Lagoe, R.J., et. al. (13 Aug 1999) "Analyzing hospital readmissions using statewide discharge databases." Nursing Care Quarterly 13(6): 57-67.
Why did the authors select hospital readmissions as a way to evaluate the quality of care for these DRGs?
In contrast to simply measuring the patient's lengths of stay, the swiftness or slowness of patient discharge rates, lengths of patient occupancy, or patient mortality, measuring hospital readmissions rates were through to be an effective means of evaluating quality of care. The readmissions rate specifically measures treatment efficiency, namely that readmission often occurs when a condition that was not likely to have been treated during the patient's first stay of occupancy.
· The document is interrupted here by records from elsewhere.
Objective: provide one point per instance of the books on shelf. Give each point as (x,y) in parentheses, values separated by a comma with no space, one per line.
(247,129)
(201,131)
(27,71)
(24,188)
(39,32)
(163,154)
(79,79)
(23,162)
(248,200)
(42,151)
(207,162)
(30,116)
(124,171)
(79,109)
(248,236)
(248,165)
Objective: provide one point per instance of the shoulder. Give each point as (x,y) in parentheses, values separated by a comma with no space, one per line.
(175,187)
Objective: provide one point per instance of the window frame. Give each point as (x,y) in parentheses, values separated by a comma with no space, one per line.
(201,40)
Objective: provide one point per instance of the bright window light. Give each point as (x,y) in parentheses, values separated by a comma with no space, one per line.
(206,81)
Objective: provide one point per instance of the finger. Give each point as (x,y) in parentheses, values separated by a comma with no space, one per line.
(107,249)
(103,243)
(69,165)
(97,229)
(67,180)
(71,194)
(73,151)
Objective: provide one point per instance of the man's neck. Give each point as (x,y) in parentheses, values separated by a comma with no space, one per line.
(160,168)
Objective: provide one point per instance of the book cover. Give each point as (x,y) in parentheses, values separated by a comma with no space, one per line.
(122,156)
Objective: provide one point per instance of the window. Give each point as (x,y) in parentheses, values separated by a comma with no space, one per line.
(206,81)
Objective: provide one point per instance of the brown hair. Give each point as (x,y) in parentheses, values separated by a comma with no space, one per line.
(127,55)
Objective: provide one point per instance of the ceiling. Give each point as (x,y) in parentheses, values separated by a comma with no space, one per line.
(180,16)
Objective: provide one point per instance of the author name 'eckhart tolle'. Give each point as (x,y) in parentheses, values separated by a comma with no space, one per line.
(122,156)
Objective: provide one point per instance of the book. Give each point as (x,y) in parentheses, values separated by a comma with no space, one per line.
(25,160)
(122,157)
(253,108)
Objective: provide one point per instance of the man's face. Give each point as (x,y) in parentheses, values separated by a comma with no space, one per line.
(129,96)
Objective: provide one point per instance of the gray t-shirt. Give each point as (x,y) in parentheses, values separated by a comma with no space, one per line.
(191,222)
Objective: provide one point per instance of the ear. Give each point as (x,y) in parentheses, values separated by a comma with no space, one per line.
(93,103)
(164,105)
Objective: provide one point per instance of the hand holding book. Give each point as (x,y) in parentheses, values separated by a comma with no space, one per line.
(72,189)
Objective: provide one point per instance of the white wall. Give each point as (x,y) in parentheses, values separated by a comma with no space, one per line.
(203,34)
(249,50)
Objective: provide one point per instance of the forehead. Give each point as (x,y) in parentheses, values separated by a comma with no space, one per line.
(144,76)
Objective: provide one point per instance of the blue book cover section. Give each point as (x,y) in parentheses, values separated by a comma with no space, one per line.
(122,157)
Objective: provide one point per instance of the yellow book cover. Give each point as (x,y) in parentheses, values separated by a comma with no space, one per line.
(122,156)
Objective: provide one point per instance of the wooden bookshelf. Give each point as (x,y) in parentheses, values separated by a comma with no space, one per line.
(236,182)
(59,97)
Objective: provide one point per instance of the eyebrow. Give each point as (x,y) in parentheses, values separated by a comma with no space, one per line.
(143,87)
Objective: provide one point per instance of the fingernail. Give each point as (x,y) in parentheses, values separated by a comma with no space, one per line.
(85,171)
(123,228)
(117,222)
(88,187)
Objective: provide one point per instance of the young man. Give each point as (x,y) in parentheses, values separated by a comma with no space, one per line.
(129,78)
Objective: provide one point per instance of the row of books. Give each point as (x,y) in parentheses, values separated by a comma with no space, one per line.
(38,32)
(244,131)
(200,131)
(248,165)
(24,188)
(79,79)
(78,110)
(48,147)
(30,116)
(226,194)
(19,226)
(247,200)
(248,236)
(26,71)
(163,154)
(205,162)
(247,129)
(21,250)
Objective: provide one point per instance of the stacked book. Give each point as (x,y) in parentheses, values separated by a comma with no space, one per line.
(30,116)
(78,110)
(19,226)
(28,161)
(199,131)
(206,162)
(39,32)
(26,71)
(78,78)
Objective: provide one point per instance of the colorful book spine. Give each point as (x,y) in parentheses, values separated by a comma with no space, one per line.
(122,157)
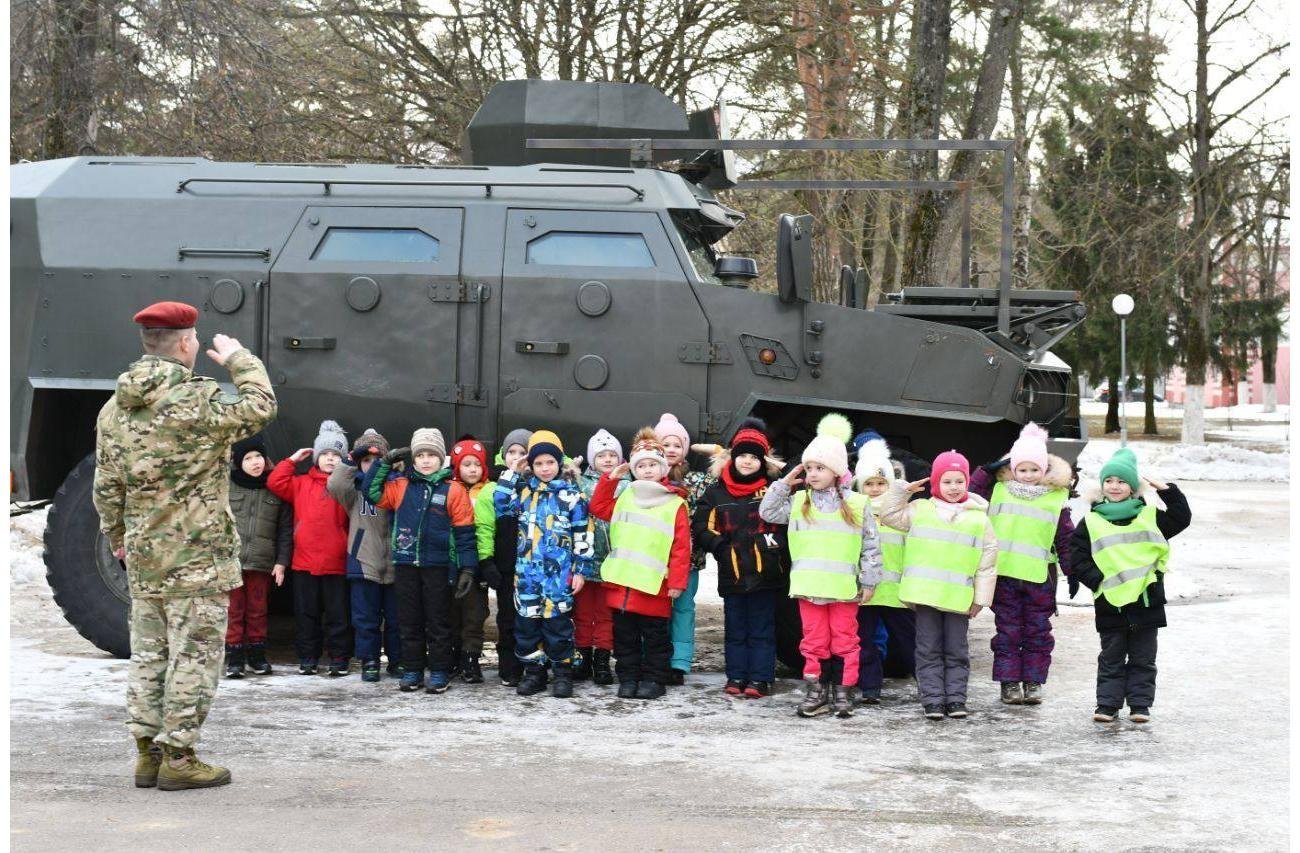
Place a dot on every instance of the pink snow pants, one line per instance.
(830, 629)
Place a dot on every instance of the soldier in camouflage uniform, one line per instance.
(163, 498)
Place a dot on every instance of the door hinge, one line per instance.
(458, 394)
(703, 353)
(714, 423)
(458, 291)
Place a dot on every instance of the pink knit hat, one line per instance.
(1031, 446)
(670, 425)
(945, 462)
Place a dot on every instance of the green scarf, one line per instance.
(1119, 510)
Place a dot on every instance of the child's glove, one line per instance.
(490, 574)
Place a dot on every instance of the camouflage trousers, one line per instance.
(177, 653)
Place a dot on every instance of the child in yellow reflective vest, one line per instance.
(949, 574)
(835, 564)
(1026, 493)
(874, 473)
(1119, 551)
In other words, length of stay by definition is affected by the patient's severity of illness -- the fact that a hospital might treat more children with broken legs (necessitating overnight stay) than chicken pox (not necessitating overnight stay) is not a determinative factor of quality of care.
Valuing discharge rates might mean a hospital that repeatedly kept patients too long for minor complaints, or discharged patients with serious complaints might receive praise, depending on the valuation method of length of swiftness. Occupancy might mean a patient was moved to another hospital, but still received inappropriate treatment or did not receive timely treatment. Lastly, some ailments have a higher mortality rate than others, regardless of the quality of care that the patients received.
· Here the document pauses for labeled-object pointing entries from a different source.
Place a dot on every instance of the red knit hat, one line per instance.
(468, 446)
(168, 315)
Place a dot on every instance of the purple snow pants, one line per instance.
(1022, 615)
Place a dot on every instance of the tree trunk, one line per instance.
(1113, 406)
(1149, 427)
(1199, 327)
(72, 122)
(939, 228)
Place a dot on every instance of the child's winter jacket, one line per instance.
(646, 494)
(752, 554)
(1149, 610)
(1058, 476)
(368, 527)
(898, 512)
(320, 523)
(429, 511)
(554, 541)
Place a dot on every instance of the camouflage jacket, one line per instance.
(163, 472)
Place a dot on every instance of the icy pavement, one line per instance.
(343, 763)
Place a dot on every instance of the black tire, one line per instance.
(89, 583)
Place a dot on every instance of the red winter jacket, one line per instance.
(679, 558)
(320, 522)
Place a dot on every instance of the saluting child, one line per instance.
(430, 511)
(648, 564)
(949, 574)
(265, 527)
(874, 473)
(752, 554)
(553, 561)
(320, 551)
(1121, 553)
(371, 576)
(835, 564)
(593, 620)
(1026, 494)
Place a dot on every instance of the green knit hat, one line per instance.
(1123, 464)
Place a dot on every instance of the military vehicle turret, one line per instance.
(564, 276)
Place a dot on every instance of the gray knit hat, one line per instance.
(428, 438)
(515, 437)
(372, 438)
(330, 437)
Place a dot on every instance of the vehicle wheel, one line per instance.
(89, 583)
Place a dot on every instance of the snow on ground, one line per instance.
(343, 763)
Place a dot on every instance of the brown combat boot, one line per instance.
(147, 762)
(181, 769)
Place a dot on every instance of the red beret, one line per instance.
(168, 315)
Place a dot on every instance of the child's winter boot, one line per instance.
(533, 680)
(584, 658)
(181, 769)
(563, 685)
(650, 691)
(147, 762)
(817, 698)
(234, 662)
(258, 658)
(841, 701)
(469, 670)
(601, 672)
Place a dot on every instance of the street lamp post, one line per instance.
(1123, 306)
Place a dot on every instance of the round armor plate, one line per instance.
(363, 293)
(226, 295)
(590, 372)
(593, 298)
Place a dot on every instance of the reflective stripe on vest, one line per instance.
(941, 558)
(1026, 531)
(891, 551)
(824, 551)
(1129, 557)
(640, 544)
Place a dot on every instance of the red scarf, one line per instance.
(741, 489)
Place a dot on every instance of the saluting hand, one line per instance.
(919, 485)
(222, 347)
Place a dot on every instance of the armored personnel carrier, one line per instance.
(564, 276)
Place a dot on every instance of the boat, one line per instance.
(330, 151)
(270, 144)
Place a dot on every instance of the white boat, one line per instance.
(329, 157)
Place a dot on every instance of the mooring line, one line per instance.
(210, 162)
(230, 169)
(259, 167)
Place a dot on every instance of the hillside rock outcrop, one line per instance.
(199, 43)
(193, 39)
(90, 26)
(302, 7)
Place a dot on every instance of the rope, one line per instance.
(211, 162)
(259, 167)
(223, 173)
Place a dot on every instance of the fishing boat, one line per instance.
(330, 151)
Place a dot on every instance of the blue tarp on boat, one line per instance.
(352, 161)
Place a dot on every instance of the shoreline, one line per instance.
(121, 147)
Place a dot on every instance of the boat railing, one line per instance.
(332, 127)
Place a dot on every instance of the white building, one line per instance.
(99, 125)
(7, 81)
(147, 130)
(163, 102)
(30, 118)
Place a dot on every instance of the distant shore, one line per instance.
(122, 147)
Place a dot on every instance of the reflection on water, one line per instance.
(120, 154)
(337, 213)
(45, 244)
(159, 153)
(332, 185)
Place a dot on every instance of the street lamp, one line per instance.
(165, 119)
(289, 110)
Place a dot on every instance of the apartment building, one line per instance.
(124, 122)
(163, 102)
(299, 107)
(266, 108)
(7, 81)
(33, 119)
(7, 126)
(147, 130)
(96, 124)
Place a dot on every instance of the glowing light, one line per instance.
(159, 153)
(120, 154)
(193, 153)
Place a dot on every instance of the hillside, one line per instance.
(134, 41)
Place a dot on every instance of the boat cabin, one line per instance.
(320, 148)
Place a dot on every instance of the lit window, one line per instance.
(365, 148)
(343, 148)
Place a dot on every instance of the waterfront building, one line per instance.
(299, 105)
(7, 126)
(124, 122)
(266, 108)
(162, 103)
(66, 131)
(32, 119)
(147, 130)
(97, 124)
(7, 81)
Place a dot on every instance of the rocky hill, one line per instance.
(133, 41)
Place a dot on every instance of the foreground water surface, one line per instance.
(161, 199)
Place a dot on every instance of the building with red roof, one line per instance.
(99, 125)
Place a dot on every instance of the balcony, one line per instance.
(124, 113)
The goal of the study was to find some factor with extensive and wide-ranging data, that was available on individual hospital and community databases, but which would not be biased against a hospital if, for example it had a larger amount of cardiac or critical care patients in its treatment units or if a particular community had a large amount of patients requiring long-term stays and care. But patients who are repeatedly discharged and must return are often not being treated effectively, that is clear, regardless of the severity of their aliment and the length of their stay. (58) The purpose of the study was also to encourage helpful sharing of data about patients in the most inexpensive and efficient fashions possible, as determined by the structure of comparing data over the course of the study, through the use of less expensive and smaller frameworks of recorded data. (66)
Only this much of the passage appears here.